À l’heure où il pensait couler une paisible retraite, Bernard Pivot est rattrapé par son passé…

Il a consacré sa vie aux livres et à ceux qui les écrivent. Pourtant il n’est pas « tombé » dans la littérature quand il était petit. Fils d’épicier, Bernard Pivot ne connaît, enfant, que deux ouvrages, les seuls de la maison : les Fables de La Fontaine et le Larousse. Assez pour faire naître en lui l’amour des mots.
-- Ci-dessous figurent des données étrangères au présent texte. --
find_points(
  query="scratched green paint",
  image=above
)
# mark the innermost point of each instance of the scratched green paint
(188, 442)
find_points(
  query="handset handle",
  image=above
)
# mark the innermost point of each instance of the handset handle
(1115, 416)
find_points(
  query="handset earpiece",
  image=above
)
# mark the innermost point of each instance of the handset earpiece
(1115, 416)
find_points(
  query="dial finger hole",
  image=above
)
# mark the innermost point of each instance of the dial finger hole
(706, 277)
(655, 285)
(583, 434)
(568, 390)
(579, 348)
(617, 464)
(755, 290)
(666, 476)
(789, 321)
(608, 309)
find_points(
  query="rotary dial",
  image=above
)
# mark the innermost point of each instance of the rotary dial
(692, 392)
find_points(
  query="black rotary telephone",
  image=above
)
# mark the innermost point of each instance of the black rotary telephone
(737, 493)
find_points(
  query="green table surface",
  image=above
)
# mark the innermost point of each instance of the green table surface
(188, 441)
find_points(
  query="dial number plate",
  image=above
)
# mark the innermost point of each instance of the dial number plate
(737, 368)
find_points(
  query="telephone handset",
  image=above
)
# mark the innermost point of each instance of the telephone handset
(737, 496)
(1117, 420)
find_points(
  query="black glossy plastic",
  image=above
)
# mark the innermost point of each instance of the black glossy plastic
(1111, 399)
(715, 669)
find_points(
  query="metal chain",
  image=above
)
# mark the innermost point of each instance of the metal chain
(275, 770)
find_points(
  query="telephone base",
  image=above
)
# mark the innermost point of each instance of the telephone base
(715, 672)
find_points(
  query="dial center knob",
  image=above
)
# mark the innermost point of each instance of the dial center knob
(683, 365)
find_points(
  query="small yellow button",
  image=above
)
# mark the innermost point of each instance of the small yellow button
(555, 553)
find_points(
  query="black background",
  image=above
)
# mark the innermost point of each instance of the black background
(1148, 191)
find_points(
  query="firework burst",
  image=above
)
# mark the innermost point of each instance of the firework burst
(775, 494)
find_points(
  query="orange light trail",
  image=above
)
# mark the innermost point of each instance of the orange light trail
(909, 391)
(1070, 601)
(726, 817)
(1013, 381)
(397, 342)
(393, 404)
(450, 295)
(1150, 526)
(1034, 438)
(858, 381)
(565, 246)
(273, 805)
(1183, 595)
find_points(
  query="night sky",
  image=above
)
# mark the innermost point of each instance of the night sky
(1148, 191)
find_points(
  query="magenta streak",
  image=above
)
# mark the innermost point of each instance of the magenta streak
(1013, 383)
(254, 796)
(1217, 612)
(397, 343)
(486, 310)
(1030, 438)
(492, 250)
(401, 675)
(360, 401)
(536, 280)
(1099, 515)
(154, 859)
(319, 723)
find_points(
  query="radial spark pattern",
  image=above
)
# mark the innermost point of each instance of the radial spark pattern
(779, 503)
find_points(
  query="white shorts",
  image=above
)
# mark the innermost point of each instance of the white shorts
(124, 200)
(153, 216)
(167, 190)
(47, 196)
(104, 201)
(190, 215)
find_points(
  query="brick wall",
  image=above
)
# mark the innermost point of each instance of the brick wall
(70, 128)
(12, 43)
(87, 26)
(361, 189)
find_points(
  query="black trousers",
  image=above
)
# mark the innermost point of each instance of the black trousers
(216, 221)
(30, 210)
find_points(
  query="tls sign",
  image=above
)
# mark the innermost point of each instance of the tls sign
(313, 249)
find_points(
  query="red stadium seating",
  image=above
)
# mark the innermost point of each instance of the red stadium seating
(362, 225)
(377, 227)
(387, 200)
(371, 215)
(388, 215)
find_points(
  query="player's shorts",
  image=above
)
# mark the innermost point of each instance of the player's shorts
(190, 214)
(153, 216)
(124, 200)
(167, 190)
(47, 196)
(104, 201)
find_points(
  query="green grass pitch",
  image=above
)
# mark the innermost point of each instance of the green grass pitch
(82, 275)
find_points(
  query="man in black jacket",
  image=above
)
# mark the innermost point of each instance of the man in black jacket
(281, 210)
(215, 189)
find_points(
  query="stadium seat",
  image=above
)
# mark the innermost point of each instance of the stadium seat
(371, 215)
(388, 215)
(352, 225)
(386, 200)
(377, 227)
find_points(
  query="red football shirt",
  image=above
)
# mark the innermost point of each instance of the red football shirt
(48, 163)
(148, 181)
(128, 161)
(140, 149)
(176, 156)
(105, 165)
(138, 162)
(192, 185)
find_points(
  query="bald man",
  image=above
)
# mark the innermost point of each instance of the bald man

Un amour qu’il n’aura de cesse de transmettre et partager, dans des chroniques de presse, à la radio, à la télévision, sur les réseaux sociaux, au jury de l’Académie Goncourt, dont il vient de se retirer, et via ses célèbres dictées, véritables casse-tête orthographiques.

Oui, jusque ici, ce vénérable sage de 84 ans pouvait jusqu’alors se targuer d’un parcours sans faute… Mais tandis que s’ouvre le procès du producteur américain Harvey Weinstein, inculpé en mai 2018 pour agression sexuelle et viol, vient d’éclater, en France, une sordide affaire de pédophilie dans laquelle notre monsieur Livres est impliqué ! Tout a commencé avec la parution, le 2 janvier, chez Grasset, d’un ouvrage intitulé Le Consentement.

L’auteure, Vanessa Springora, y raconte, comment l’écrivain Gabriel Matzneff, (G.M. dans le livre), âgé de 50 ans à l’époque, l’a séduite, manipulée, poussée à devenir son amante. Elle a 13 ans lorsqu’elle fait sa connaissance, lors d’un dîner. De ce jour il ne la lâche plus : « Dès que j’ai mordu à l’hameçon, G. ne perd pas une minute. Il me guette dans la rue, quadrille mon quartier. […] Nous échangeons quelques mots et je repars transie d’amour. »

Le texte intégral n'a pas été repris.